In the meantime, a joint program with the Russian space agency Roscosmos — launching medium-lift Soyuz rockets from French Guiana — fell apart after Russia’s invasion of Ukraine. Adding insult to injury, Europe’s small Vega-C rocket was grounded after its second launch ended in failure.

And so, since the Ariane 5’s final flight last July, Europe has not had its own rockets to launch European payloads. Indeed, at least four satellites originally slated to fly aboard European launchers were instead carried to orbit aboard SpaceX Falcon 9 rockets.

“You don’t want to depend on anybody, and that’s why all spacefaring nations want their own access to space,” Lucia Linares, director of space transportation strategy and institutional launches for ESA, said in remarks quoted by Nature magazine.

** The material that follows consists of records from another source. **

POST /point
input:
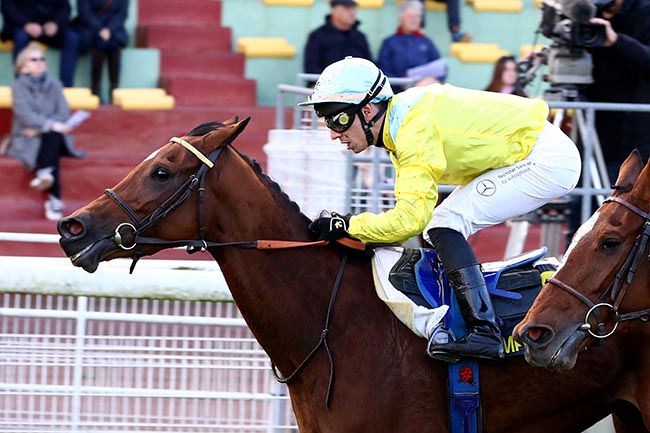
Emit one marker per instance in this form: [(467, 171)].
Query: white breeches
[(550, 171)]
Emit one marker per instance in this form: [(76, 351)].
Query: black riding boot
[(96, 67), (483, 339)]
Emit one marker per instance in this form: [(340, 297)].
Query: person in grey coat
[(39, 134)]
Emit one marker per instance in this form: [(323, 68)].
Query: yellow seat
[(289, 2), (265, 47), (5, 96), (143, 99), (6, 45), (497, 5), (120, 93), (80, 98)]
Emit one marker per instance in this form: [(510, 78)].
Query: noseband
[(140, 225), (618, 288)]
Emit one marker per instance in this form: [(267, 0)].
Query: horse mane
[(204, 128), (207, 127)]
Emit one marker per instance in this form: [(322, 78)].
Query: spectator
[(337, 38), (45, 21), (453, 21), (100, 24), (409, 47), (621, 73), (505, 78), (39, 134)]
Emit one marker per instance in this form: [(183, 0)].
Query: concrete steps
[(210, 90), (187, 12), (191, 38), (174, 62)]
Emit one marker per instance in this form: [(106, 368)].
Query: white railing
[(169, 352)]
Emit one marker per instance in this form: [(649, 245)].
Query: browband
[(194, 150)]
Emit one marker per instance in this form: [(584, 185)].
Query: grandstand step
[(175, 62), (223, 90), (191, 38), (190, 12)]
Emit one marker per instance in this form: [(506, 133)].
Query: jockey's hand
[(329, 227)]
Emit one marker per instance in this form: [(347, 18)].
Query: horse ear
[(641, 189), (629, 171), (238, 128)]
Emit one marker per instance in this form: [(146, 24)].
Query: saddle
[(513, 285)]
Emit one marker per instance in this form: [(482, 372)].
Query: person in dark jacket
[(337, 38), (39, 133), (621, 73), (45, 21), (408, 47), (100, 24)]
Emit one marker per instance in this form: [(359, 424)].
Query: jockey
[(504, 156)]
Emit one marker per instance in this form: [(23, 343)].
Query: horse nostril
[(534, 334), (70, 227)]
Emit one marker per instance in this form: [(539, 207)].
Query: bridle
[(618, 287)]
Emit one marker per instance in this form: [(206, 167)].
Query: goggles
[(342, 121)]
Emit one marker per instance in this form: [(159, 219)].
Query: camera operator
[(621, 74)]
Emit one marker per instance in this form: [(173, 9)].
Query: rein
[(321, 342), (618, 287)]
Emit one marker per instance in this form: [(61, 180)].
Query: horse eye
[(160, 174), (610, 244)]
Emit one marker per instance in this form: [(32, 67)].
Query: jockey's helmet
[(351, 81)]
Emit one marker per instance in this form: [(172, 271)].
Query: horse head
[(167, 185), (602, 280)]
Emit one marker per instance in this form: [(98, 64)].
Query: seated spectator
[(39, 134), (337, 38), (409, 48), (505, 77), (45, 21), (453, 20), (100, 25)]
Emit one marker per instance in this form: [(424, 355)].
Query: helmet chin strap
[(367, 125), (374, 90)]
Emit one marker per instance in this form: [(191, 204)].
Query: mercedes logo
[(486, 188)]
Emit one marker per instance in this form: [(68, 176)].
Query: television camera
[(567, 24)]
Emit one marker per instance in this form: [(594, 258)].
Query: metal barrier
[(76, 358)]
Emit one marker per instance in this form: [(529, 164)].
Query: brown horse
[(600, 294), (351, 365)]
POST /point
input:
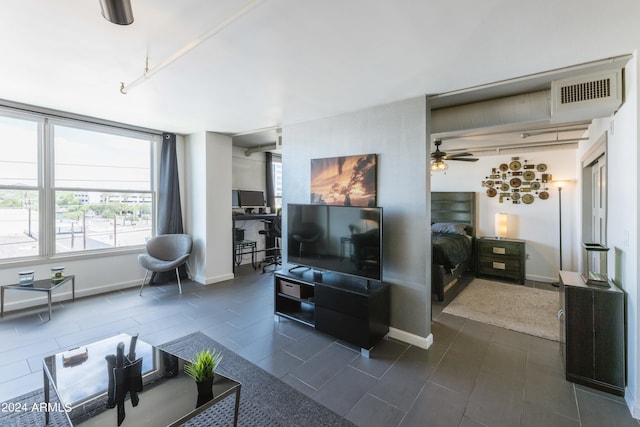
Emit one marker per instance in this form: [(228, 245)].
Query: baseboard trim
[(410, 338), (217, 279), (632, 404)]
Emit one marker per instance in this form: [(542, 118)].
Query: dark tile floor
[(473, 375)]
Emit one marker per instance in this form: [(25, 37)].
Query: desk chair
[(274, 231)]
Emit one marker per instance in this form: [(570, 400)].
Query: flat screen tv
[(340, 239)]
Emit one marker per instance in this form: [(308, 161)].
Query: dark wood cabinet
[(592, 333), (501, 258), (350, 309)]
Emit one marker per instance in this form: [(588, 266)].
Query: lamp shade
[(117, 11), (501, 222)]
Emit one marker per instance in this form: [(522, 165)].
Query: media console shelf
[(344, 307)]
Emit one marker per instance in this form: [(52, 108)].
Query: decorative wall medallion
[(527, 199), (515, 182), (518, 181)]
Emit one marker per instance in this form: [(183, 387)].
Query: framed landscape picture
[(344, 181)]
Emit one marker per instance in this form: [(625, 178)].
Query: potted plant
[(201, 369)]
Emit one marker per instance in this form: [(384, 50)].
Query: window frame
[(46, 188)]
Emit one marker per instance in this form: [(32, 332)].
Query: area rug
[(519, 308), (264, 399)]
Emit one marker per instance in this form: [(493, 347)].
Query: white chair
[(165, 252)]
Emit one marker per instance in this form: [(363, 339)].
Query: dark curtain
[(271, 198), (169, 209)]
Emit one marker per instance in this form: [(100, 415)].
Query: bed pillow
[(448, 227)]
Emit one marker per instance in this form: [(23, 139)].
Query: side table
[(43, 285)]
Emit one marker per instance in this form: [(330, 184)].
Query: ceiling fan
[(438, 157)]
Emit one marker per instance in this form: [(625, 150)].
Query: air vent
[(585, 91), (586, 97)]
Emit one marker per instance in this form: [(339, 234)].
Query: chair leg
[(143, 280), (178, 277)]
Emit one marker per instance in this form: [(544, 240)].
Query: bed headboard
[(454, 206)]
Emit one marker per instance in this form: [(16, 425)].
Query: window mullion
[(48, 216)]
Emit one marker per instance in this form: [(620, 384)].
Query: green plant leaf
[(204, 364)]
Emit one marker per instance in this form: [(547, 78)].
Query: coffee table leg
[(235, 415), (46, 396), (49, 300)]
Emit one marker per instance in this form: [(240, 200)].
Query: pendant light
[(117, 11)]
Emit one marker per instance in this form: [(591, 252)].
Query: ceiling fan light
[(117, 11), (438, 166)]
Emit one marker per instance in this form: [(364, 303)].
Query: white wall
[(397, 134), (208, 177), (536, 223), (623, 190)]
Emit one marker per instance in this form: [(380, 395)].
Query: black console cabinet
[(592, 333), (347, 308)]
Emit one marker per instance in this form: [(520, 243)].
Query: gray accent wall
[(397, 133)]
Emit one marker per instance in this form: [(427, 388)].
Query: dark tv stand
[(353, 310)]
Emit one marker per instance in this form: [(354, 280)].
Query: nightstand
[(501, 258)]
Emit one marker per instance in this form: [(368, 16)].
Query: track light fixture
[(117, 11)]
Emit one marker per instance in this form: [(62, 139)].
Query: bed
[(453, 219)]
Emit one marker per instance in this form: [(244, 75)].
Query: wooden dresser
[(501, 258), (592, 333)]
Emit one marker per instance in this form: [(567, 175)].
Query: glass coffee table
[(44, 285), (168, 397)]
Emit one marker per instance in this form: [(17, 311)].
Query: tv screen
[(341, 239), (251, 198)]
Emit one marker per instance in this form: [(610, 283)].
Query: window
[(102, 188), (19, 188), (70, 187)]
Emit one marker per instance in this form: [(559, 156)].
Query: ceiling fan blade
[(453, 156)]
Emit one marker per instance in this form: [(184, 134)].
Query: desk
[(44, 285), (243, 247), (269, 242)]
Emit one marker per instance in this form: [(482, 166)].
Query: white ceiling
[(287, 61)]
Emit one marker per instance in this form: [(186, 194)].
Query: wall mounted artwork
[(344, 181), (518, 182)]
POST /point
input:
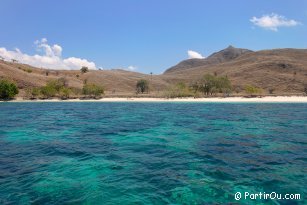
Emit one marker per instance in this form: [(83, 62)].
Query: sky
[(141, 35)]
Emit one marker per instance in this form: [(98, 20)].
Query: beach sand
[(267, 99)]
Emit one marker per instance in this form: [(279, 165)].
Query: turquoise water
[(151, 153)]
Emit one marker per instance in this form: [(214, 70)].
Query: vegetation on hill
[(274, 72), (84, 69), (142, 86), (92, 90), (178, 90), (251, 90), (8, 89), (211, 85)]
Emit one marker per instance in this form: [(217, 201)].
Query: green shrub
[(251, 90), (33, 93), (65, 92), (211, 84), (84, 69), (92, 90), (179, 90), (8, 89), (142, 86), (48, 91)]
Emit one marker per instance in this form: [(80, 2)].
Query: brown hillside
[(284, 70)]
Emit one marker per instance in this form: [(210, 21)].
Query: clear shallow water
[(151, 153)]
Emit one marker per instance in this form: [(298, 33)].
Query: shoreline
[(265, 99)]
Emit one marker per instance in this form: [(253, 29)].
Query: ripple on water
[(150, 153)]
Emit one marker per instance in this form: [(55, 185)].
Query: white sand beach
[(267, 99)]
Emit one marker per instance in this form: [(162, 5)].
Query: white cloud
[(51, 57), (194, 54), (132, 68), (273, 21)]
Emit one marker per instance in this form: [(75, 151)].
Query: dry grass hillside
[(284, 70)]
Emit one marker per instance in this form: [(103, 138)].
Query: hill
[(224, 55), (283, 70)]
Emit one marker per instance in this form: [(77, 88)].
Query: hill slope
[(224, 55), (284, 70)]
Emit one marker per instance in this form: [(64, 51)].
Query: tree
[(179, 90), (54, 87), (142, 86), (249, 89), (8, 89), (84, 69), (32, 93), (64, 93), (48, 91), (92, 90), (211, 84)]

Two variants of the Ariane 6 are planned: one with two strap-on boosters, the Ariane 62, and a more powerful version, the Ariane 64, with four strap-on boosters. A variety of payload fairings are available to accommodate different payload sizes.

Tolker-Nielsen said this “modular” system is ideal from Europe’s perspective.

“It’s a perfect system because Ariane 62 is replacing the Russian Soyuz, and Ariane 64 is replacing Ariane 5,” he said. “So it covers all our needs. Ariane 6 could be the European workhorse for the next 15 to 30 years.”